Una carga de la que ninguna puede escapar.
Leira tiene problemas, problemas de los que quiere alejarse tanto como pueda.
Para darse un respiro, Leira decide pasar una temporada en el pueblo de su madre, un lugar que no había pisado en años.
Sin embargo, las cosas allí no son tan idílicas como pensaba. La gente del pueblo considera que las mujeres de su familia son brujas, y estas se han visto obligadas a vivir en el bosque.
Su abuela Galia no ve su llegada con buenos ojos, pues había roto todo contacto con su hija y su nieta. Para colmo, el hueco de la casa que Leira pretendía ocupar pertenece ahora a Jara, una misteriosa chica cuya existencia Leira desconocía.
Por si esto fuera poco, la gente del pueblo habla de la madre de Leira como si fuera una criminal fugada, y actúan como si Leira pudiera acabar manchándose las manos de sangre también.
Leira tratará de desentrañar los secretos de su familia, pues quizás sólo así pueda encontrar la solución a sus propios problemas.
OPINIÓN PERSONAL
Leira no ha visitado a su abuela desde que tenía cinco años, pero su madre quiere que pase un tiempo con ella, lejos de la ciudad. La casa de la vieja Galia se encuentra en las afueras de un pueblucho y los vecinos parecen temer a las mujeres que viven en el bosque, aunque recurren a ellas en busca de remedios. Se dice que las mujeres de su familia son brujas.
La ambientación de esta novela supone un retroceso de algunas décadas en los derechos de la mujer. Leira estudia en la universidad, pero «se esperaba que se casase y fuese su marido el que se encargara de traer sustento a la casa». La diferencia exagerada entre los «paletos» del pueblo y la vida moderna en la ciudad es igual de clasista.
Medio libro describe la rutina de las mujeres en el campo y las tareas que desempeñan, con detenimiento en su relación de "amistad" con una pariente lejana de su edad, y alguna visita desagradable a los vecinos. Es un arranque monótono y poco novedoso. Su planteamiento de la magia recuerda a novelas de corte juvenil y contrasta con la trama principal, más adulta.
Como protagonista, la inocencia incansable de Leira me resulta cargante. Es una cabezota de diecinueve años dispuesta a reconciliar a su madre con la abuela y a la familia con todo un pueblo. El problema es que los secretos tardan resolverse porque nadie quiere hablar de lo que sucedió antes de que ella naciera, así que incide una y otra vez en las mismas preguntas sin respuesta, valiéndose de su poder para investigar el pasado.
Me esperaba una novela mucho más oscura, pero son generaciones de mujeres que durante siglos se han enamorado de hombres malos porque casarse y tener hijos es lo que se espera de ellas.

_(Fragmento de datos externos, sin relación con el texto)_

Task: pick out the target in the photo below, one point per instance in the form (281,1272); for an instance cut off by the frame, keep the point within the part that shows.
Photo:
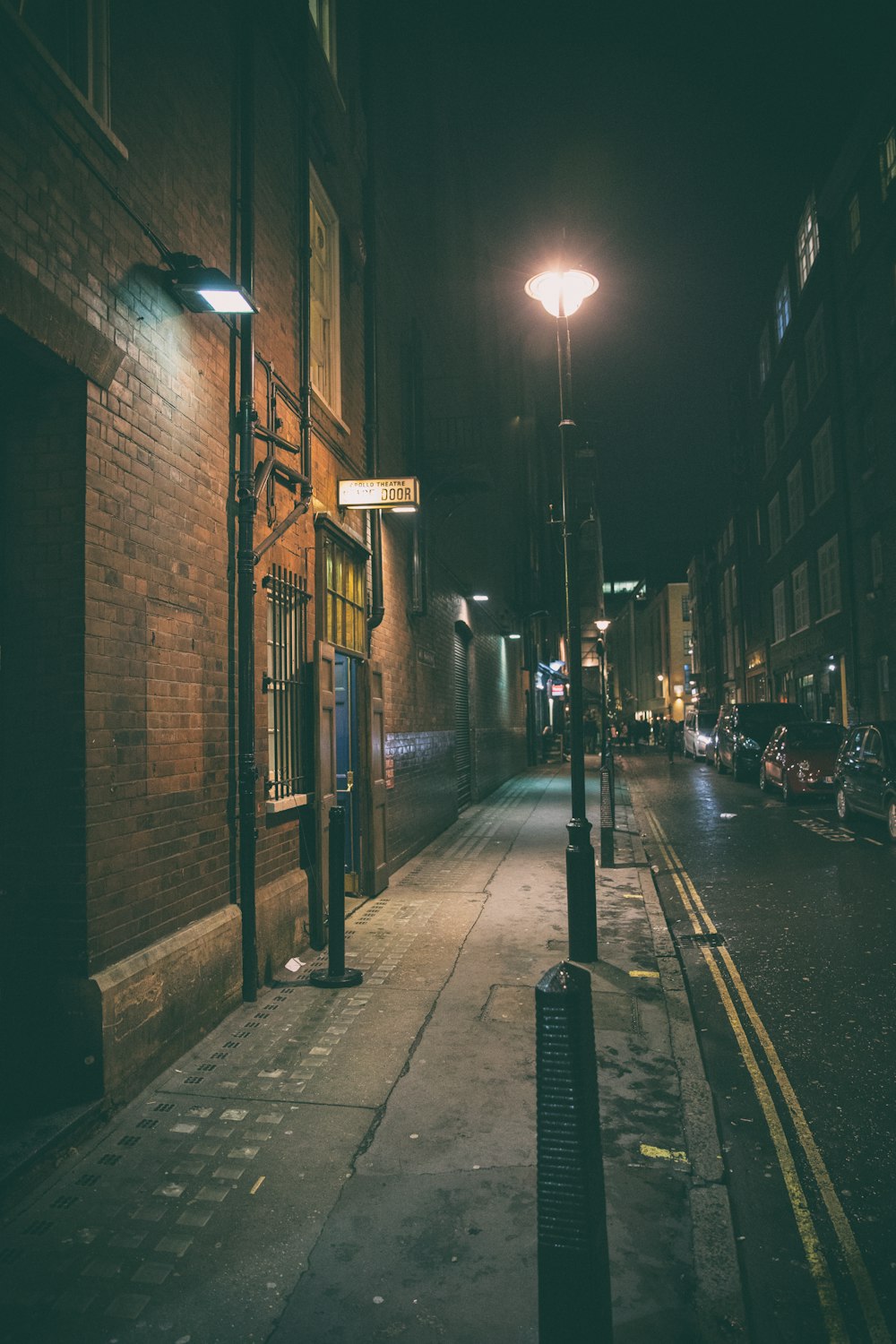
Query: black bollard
(606,819)
(336,976)
(573,1266)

La herencia de Anaís, cuando el prólogo por fin cobra sentido, es el único sobresalto inesperado. Pero el desenlace tiene altibajos y me disgustan ciertos comentarios.
Destaco la calidad de su prosa y los momentos de complicidad entre las mujeres.
«La gente es cruel en todas partes».
«No estamos tan indefensas como crees, porque nunca estamos solas».